Dieses Gefühl der Bedrohung und der Versuch, aufzurüsten und eigenen Einfluss zu mehren, nennt man in der Politikwissenschaft ‚Realismus‘: Sicherheit gewinnt der vermeintlich Angegriffene seiner ‚realistischen‘ Ansicht nach nur durch eigenen Machtzuwachs. Manche Menschen haben nie etwas anderes gelernt und entlarven damit leider ihre Ängste gegenüber ihren Mitpiraten. Die Folge ist ein ewiger, trauriger Rüstungswettlauf.

Diese Teufelskreise müssen durchbrochen werden, denn Kommunikation gelingt nur auf der Basis von Vertrauen. Oft funktioniert so etwas erst, wenn neue Menschen dazustoßen. In Bremen habe ich jedem Vertrauensvorschuss gewährt und viel über die Einzelnen gelernt. Wie man mit neuen Menschen umgeht, ist für mich die soziale Crux jeder Mitmachpartei, mein Prüfstein.

Wer sich nur noch in seinen bekannten Kreisen und festen Bindungen wohl fühlt, sollte sich in die unproblematische Arbeitsteilung begeben und bitte niemals Schnittstellen dieser Partei belegen: Dafür kann er zu den Grünen oder in andere Altparteien gehen. Die macht-unintuitive Freude über neue Beiträger muss eingefleischte Philosophie sein, wenn wir als Freiwilligen- und Wissenspartei ernsthaft wachsen wollen. Hier sind manche Piraten erstaunlich unmodern, denn sie leben weiter eine Entscheidungsfindung, die nur richtig und falsch und kein Mitdenken mehr kennt. Für solche Menschen arbeite ich ungern, freiwillig schon gar nicht und sie langweilen mich in ihrer geistigen Provinzialität. Für den Austausch mit diesen Menschen brauche ich diese Partei nicht. Politik besteht zwar aus Meinungen und später Richtungsentscheidungen aber eben auch aus Vernunft, die keine Macht braucht, um andere zu überzeugen.

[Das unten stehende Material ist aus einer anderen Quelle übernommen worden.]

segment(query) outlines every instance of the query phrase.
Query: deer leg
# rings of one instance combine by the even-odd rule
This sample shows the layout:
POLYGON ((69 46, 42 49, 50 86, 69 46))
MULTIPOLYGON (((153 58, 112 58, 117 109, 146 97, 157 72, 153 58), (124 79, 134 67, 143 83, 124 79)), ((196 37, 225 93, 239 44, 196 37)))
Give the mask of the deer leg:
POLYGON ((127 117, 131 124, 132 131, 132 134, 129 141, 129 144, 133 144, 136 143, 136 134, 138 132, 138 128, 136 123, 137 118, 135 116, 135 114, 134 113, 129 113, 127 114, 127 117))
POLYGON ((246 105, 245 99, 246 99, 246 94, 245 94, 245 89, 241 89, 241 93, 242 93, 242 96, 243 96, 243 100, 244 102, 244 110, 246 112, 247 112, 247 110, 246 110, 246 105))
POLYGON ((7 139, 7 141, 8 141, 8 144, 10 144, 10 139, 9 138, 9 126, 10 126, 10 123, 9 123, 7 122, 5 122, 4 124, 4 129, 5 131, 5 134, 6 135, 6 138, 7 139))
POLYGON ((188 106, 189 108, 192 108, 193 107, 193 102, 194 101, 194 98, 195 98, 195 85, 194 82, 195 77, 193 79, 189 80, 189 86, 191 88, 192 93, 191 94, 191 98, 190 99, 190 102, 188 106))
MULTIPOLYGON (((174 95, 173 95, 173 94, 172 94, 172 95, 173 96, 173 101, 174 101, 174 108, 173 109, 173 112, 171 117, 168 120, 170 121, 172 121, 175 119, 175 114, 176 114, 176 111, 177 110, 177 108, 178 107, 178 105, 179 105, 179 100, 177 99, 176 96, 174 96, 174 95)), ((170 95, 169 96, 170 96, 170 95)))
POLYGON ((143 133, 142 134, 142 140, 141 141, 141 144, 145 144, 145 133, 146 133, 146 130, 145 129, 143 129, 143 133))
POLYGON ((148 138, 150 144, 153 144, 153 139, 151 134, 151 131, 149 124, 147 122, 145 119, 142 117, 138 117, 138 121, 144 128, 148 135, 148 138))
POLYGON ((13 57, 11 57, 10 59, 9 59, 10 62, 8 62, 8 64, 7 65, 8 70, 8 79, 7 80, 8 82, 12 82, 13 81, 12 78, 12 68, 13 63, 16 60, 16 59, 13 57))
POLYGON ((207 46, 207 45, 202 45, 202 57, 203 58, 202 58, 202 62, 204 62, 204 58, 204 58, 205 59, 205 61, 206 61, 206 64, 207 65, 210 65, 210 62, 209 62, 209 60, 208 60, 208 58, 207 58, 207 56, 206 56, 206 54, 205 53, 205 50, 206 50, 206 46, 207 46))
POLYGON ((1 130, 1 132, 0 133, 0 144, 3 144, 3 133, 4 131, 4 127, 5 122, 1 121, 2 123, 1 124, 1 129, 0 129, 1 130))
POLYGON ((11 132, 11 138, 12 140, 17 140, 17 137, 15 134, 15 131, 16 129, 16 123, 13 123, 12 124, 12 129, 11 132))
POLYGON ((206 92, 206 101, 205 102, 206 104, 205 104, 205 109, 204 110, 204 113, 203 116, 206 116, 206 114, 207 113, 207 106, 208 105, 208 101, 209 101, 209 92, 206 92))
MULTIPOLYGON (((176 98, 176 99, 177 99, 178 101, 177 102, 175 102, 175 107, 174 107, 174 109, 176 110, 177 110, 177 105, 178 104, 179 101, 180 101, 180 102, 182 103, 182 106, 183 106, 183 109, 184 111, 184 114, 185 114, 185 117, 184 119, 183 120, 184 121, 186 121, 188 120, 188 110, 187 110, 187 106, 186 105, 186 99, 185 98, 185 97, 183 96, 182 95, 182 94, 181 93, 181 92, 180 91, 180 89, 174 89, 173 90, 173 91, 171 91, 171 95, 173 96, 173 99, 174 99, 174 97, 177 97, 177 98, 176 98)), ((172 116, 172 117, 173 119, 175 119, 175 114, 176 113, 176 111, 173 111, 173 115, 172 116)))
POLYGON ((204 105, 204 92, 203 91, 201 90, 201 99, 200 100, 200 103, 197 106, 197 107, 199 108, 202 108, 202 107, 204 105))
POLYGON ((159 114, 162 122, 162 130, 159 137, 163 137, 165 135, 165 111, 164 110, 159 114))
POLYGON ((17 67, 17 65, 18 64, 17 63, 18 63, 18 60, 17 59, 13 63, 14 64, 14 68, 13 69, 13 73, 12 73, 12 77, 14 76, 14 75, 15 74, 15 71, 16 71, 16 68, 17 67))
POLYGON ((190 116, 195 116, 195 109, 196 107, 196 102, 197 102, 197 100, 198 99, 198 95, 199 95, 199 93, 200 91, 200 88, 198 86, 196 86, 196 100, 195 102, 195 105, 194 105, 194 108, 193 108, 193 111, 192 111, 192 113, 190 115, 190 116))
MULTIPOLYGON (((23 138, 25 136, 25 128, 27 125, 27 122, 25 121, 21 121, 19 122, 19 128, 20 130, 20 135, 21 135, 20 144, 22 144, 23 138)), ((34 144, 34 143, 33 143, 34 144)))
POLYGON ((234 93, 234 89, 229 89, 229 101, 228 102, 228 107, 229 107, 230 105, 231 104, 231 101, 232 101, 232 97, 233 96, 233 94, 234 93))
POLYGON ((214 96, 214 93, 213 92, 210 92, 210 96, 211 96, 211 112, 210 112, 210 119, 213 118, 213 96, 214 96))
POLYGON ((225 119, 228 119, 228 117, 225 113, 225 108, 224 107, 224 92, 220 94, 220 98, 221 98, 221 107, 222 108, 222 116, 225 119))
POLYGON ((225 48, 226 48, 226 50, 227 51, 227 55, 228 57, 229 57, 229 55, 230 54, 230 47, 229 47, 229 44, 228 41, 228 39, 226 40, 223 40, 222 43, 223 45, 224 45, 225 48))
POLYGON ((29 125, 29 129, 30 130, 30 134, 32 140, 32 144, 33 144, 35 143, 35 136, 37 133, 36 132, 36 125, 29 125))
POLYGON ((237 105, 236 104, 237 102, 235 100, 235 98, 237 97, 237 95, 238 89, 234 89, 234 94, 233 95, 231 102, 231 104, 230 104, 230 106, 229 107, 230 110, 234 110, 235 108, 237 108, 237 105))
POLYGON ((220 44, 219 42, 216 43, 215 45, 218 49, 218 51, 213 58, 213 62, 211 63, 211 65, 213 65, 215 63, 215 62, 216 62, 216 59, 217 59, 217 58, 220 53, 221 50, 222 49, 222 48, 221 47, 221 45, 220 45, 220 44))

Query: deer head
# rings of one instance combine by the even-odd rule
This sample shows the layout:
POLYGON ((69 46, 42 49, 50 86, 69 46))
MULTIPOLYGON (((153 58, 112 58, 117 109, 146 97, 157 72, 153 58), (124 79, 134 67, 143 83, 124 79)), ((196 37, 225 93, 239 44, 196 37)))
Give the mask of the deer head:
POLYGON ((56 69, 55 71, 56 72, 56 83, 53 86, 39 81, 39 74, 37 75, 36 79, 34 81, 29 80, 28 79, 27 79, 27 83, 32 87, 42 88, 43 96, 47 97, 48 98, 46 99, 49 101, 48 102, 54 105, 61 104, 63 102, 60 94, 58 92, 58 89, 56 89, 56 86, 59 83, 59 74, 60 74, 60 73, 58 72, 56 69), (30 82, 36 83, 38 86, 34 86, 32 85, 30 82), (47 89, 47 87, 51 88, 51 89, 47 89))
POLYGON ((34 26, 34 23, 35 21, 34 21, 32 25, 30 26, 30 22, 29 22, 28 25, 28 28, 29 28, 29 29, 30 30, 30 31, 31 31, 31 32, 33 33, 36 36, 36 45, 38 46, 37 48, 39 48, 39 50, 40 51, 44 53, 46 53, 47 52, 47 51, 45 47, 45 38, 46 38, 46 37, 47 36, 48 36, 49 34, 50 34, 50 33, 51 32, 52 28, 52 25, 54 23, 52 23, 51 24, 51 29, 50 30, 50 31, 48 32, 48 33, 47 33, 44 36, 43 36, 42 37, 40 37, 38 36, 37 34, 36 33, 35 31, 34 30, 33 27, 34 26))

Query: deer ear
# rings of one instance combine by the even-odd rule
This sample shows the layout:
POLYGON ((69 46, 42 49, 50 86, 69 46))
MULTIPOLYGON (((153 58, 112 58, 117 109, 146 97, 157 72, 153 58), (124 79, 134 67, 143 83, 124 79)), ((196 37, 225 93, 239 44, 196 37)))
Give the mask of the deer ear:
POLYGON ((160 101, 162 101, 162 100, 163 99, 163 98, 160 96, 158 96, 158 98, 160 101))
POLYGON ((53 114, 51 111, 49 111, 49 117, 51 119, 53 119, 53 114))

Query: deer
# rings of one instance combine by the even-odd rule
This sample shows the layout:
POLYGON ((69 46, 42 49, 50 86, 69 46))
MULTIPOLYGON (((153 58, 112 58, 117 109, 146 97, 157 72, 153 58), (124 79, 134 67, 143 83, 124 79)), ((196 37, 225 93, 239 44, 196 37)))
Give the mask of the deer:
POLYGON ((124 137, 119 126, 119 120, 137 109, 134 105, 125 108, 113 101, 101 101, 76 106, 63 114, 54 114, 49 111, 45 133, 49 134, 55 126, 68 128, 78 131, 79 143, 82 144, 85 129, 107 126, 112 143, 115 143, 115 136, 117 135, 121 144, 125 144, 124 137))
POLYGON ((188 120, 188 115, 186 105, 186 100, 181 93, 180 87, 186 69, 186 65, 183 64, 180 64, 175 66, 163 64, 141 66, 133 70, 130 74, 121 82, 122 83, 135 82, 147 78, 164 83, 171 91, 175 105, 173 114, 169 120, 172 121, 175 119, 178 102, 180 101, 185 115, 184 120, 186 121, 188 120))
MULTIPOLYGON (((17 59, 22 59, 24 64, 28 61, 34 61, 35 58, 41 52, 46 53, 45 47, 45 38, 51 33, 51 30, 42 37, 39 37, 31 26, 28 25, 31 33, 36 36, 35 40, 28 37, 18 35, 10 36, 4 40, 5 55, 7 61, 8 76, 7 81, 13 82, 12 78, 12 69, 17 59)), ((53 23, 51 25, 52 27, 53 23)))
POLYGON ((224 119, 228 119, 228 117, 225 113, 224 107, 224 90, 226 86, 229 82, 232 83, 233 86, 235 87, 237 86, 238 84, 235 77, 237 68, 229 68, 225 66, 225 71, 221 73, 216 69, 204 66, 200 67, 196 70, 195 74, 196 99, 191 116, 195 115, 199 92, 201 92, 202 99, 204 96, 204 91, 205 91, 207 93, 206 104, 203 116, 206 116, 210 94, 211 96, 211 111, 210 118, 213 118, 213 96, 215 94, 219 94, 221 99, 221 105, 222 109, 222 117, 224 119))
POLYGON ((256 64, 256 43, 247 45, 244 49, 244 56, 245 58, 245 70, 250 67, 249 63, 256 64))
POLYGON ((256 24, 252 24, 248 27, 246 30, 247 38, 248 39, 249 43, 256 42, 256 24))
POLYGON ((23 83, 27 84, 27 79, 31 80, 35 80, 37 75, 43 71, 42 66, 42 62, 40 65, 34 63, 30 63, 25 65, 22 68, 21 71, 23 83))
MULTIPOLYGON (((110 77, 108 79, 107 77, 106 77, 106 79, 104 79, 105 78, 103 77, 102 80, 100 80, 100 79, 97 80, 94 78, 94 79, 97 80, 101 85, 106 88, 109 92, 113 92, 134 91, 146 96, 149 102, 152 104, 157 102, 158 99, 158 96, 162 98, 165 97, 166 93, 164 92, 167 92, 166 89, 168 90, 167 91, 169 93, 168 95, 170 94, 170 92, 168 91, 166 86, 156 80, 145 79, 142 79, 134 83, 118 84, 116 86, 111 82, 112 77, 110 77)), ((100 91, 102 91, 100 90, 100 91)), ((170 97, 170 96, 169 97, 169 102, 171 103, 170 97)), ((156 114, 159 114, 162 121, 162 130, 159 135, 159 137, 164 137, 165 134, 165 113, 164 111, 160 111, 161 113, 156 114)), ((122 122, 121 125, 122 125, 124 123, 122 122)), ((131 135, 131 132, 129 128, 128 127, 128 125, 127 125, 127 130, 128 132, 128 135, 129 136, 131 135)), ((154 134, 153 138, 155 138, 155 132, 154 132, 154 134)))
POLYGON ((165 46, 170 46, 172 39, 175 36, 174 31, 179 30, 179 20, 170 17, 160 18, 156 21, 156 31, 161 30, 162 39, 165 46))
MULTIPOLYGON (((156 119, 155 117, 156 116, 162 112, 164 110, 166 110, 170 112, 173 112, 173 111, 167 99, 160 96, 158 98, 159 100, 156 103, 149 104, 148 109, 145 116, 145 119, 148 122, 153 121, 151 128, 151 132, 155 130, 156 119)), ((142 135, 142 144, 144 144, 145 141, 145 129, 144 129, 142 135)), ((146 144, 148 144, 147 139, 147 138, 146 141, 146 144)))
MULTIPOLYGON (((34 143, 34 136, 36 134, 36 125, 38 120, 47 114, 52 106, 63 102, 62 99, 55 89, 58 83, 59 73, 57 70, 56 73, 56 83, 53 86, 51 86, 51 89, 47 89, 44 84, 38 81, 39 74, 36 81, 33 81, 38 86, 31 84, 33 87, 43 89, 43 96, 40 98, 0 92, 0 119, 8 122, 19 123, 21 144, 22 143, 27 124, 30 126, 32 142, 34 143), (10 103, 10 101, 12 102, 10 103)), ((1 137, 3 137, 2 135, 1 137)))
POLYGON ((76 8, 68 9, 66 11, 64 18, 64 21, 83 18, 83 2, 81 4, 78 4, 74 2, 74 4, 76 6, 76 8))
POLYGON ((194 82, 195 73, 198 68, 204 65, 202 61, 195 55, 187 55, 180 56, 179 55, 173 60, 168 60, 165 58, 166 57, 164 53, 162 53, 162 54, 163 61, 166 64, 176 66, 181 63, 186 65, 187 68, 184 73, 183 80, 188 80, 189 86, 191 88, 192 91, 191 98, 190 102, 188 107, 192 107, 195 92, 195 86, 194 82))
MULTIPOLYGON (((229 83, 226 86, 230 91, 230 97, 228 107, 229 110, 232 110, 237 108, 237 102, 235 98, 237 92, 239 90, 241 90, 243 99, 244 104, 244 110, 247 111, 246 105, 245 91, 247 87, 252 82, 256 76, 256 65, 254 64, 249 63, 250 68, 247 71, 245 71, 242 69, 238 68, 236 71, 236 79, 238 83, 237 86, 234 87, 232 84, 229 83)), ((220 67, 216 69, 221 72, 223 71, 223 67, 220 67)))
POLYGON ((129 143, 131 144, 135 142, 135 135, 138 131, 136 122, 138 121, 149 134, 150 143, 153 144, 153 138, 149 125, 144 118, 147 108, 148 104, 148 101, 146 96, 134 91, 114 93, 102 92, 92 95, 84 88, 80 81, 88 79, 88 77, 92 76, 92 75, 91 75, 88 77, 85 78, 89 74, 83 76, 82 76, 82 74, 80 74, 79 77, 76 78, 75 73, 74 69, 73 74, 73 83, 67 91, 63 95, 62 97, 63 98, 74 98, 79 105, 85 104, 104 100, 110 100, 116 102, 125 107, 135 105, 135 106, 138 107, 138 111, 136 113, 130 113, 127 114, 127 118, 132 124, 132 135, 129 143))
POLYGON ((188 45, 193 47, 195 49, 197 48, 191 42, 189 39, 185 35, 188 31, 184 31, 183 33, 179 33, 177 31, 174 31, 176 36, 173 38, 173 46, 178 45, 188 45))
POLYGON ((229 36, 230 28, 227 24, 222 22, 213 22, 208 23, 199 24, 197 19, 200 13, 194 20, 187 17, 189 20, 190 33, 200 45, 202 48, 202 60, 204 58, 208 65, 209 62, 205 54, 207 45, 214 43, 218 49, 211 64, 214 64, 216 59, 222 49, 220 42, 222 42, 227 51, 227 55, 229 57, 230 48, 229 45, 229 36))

Wer mit der Möglichkeit nicht umgehen kann, dass er falsch liegt, ist für mich pseudo-politisch im Sinne der Piraten; vielleicht sogar „realistisch“ mit der Befürchtung, nicht recht zu haben. Er ist zumindest ein Kropf der Partei.

Wir müssen alle viel mehr reden, damit das Vertrauen wächst.

Reden statt Kröpfe.

Disclaimer: Es gibt nichts gravierendes zu berichten, nur neue Freunde.